Unfortunately, the alternative argument used on Monday’s price action – e.g. risk off appetite sending Gold prices higher – doesn’t work either. US stocks actually rallied during early market hours, which would have drove Gold prices lower if the alternative reasoning is correct. That being said, if we ignore the inexplicable early US session rally, risk appetite remains a good explanation for price action yesterday and today. Looking at S&P 500 futures, the decline of Gold from 1,255 high yesterday coincide with the rebounding of the low in S&P 500 after the surprise sell-off in S&P 500 which was not prompted by any news releases. Similarly, the continuation of bearish sell-off right now coincide with the overall bullish “risk-on” sentiment that has permeated the Asian session which has spilled over to European bourses as well.
Certainly this may leave a bad taste to some purist that demands to know the reason for every ebb and flow of price movement. In this regard, the only plausible explanation for the rally would be financial institutions buying up Gold during the time period. Why are they doing this? The reason isn’t entirely clear right now but we’ve definitely spotted large institutions buying up Gold without specific reasons in the past. The only issue is that we do not have any evidence that this is indeed happening – not now at least. Luckily for us, COT numbers will be able to reflect this as the data is taken every Tuesday. If we see Friday’s COT numbers reflecting increasing speculative long positions, the hypothesis will stand.

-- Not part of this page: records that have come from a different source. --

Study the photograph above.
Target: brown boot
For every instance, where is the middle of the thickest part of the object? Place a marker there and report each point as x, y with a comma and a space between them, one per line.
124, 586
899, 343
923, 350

From a technical perspective, it is no surprise that the sharpest of current bearish momentum came after 1,255 resistance was tested and held, while current leg of bearish momentum similarly came after 1,245 soft support turned resistance held. Right now, prices appears to be pulling back slightly with Stochastic readings pointing slightly higher within the Oversold region. Hence, a test of 1,242 soft support turned resistance is possible, and price may still push up to 1,245 in the near term should “risk on” abates. Similarly, if 1,242 holds, price may continue its decline to 1,237 and subsequently 1,232 soft support.

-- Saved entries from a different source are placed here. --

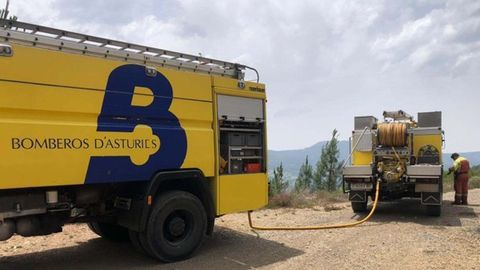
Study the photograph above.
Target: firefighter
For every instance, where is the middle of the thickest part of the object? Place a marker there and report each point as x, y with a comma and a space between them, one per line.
460, 169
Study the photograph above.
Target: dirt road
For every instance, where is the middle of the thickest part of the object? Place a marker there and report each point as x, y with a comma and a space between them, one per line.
399, 236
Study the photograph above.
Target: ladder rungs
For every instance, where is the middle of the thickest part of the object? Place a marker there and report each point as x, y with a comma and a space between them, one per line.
86, 44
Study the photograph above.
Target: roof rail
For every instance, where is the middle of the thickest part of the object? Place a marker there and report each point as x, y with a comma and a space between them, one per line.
57, 39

Daily Chart is much more bearish, as prices have successfully rebounded off Channel Top and has traded back into the 1,215 – 1,250 consolidation range. Stochastic readings agree with this bearish outlook with Stoch curve forming a top. If price manages to breach 1,215 in conjunction with Stoch curve pushing below the “support” of 75.0, bearish acceleration may take place which can bring us to Channel Bottom quickly with 1,185 – 1,215 providing interim support.